Simon Wu '17 is a curator and writer involved in collaborative art production and research. He has organized exhibitions and programs at the Brooklyn Museum, the Whitney Museum, The Kitchen, MoMA, and David Zwirner, among other venues. In 2021 he was awarded an Andy Warhol Foundation Art Writers Grant and was featured in Cultured magazine's Young Curators series. He was a 2018 Helena Rubinstein Curatorial Fellow at the Whitney Museum Independent Study Program and is currently in the PhD program in History of Art at Yale University. He has two brothers, Nick and Duke, and loves the ocean. You can find more information about Simon here: http://simonwu.info/

 

 

 

 

Monica Youn '93

Monica Youn '93 is Visiting Professor of Creative Writing; Theodore H. Holmes ’51 and Bernice Holmes Visiting Poet at Princeton.

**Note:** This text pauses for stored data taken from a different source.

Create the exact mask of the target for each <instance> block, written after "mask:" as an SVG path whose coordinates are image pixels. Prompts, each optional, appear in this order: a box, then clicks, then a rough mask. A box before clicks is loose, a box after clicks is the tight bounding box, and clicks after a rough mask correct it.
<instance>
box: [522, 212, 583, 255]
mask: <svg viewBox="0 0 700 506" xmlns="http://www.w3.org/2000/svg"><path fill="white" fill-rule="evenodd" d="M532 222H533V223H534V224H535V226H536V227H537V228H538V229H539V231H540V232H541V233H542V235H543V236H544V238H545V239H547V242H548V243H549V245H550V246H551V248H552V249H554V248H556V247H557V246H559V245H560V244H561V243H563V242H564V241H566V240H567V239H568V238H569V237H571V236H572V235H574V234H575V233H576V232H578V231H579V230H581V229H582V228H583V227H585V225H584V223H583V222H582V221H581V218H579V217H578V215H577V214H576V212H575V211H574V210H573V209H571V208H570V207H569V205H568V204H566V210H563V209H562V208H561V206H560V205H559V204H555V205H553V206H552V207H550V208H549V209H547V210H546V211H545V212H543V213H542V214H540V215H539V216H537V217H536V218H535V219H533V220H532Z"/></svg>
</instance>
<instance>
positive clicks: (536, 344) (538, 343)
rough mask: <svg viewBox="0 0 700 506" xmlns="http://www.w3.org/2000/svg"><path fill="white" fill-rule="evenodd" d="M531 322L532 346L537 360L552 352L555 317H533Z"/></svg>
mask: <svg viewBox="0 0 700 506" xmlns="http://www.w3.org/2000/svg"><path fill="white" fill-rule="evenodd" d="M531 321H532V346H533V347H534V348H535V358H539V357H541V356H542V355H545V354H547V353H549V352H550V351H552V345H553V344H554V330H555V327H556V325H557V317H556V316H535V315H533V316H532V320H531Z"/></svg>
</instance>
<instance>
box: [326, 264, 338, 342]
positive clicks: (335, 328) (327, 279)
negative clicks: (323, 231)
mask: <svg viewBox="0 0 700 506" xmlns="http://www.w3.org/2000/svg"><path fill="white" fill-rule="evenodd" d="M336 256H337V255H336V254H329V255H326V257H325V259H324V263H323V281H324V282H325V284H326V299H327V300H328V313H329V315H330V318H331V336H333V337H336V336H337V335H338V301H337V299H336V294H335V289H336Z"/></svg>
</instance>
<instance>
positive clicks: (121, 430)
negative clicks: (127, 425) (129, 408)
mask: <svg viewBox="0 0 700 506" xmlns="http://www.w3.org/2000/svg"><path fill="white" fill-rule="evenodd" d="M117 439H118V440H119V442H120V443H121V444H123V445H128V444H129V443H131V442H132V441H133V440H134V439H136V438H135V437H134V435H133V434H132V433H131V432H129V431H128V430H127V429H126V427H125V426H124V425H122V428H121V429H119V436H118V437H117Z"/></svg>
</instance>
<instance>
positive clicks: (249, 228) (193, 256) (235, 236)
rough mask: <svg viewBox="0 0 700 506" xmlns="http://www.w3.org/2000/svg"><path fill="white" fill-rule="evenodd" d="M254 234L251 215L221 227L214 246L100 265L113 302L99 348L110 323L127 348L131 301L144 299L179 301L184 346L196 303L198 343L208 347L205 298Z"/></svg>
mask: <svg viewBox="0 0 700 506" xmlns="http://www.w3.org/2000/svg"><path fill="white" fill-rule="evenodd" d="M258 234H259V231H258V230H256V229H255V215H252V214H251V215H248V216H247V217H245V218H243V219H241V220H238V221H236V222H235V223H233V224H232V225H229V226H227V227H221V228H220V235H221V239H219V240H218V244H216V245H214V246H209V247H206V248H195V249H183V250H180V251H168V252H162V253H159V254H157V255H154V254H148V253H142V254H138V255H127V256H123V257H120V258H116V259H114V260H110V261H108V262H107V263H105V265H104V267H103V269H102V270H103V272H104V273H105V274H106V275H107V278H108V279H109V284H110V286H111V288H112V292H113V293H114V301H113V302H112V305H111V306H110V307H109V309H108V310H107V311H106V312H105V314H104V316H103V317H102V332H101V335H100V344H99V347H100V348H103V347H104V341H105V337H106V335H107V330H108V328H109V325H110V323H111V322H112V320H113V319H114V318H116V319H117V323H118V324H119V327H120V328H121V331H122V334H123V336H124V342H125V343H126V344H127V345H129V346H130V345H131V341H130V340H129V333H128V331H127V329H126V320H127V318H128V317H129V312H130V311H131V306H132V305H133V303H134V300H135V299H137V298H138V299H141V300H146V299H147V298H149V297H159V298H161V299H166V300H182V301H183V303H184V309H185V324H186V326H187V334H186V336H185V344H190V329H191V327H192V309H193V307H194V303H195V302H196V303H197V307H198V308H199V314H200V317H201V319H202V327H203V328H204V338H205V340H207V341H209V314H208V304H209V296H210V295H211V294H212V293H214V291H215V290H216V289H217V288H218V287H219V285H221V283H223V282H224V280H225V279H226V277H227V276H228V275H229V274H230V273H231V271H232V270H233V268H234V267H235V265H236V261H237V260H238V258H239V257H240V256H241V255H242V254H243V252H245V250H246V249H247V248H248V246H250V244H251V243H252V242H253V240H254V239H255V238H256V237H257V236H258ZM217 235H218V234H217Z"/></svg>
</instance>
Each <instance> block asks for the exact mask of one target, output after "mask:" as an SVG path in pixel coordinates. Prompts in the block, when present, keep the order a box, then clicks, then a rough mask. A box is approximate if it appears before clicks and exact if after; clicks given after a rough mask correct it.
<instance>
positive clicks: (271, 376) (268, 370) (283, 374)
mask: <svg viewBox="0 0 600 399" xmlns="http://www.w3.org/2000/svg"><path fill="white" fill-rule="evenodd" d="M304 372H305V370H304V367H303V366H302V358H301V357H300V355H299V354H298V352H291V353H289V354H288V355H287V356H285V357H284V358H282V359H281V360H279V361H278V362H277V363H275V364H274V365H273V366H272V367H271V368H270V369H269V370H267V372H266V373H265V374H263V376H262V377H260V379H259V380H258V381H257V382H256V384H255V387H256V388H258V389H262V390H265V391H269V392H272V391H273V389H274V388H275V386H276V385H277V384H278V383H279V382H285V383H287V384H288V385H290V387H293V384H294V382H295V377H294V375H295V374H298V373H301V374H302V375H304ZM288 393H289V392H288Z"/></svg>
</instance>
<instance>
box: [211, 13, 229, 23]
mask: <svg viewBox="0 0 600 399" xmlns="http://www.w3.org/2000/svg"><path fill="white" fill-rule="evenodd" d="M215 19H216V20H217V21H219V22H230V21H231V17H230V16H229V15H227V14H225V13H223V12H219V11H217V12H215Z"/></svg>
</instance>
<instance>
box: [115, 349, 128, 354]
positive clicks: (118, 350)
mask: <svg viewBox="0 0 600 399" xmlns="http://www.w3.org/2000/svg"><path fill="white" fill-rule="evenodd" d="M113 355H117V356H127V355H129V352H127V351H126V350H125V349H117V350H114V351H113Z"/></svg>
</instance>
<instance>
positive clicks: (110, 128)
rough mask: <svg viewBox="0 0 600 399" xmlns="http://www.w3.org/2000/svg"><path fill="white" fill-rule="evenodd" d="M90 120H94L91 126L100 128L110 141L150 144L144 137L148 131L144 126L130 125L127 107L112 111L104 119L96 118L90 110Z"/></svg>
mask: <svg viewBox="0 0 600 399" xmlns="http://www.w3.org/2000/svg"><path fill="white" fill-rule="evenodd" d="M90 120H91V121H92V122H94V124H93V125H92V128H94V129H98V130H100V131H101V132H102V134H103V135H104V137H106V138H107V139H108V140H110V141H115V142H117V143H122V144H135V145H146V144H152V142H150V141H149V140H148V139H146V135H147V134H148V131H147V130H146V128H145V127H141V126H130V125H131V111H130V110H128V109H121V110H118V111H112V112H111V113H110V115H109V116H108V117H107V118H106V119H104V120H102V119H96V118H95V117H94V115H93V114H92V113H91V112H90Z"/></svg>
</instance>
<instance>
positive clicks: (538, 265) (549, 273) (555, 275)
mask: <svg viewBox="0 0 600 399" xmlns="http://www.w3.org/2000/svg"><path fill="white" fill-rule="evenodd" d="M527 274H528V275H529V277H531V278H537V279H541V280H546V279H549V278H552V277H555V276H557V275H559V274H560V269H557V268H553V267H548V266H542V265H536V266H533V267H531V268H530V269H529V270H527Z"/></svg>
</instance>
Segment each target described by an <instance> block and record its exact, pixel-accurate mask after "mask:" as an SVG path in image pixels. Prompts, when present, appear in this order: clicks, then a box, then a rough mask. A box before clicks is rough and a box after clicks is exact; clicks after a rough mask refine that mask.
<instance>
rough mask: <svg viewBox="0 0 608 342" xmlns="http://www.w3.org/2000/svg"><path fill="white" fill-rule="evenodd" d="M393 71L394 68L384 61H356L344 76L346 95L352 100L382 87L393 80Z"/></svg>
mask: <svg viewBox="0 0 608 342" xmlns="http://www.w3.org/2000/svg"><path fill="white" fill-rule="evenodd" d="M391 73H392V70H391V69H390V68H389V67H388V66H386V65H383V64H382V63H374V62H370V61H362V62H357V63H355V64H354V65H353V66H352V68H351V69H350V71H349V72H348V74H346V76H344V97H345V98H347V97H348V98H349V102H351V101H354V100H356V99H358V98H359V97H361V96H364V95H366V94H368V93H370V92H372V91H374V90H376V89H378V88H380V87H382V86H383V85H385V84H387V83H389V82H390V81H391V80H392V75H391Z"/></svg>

She is the author of three books of poetry, most recently Blackacre (Graywolf Press 2016), which won the William Carlos Williams Award of the Poetry Society of America. It was also a finalist for the National Book Critics Circle Award, the Kingsley Tufts Award and the PEN Open Book Award and was longlisted for the National Book Award, as well as being named one of the best poetry collections of the year by the New York Times, the Washington Post and BuzzFeed. Her previous book Ignatz (Four Way Books 2010) was a finalist for the National Book Award. She has received fellowships from the John Simon Guggenheim Foundation, the Witter Bynner Fellowship of the Library of Congress, and the Wallace Stegner Fellowship at Stanford University, among other awards. She is a member of the curatorial group The Racial Imaginary Institute. The daughter of Korean immigrants and a former lawyer, she was raised in Houston, Texas, and now lives in New York.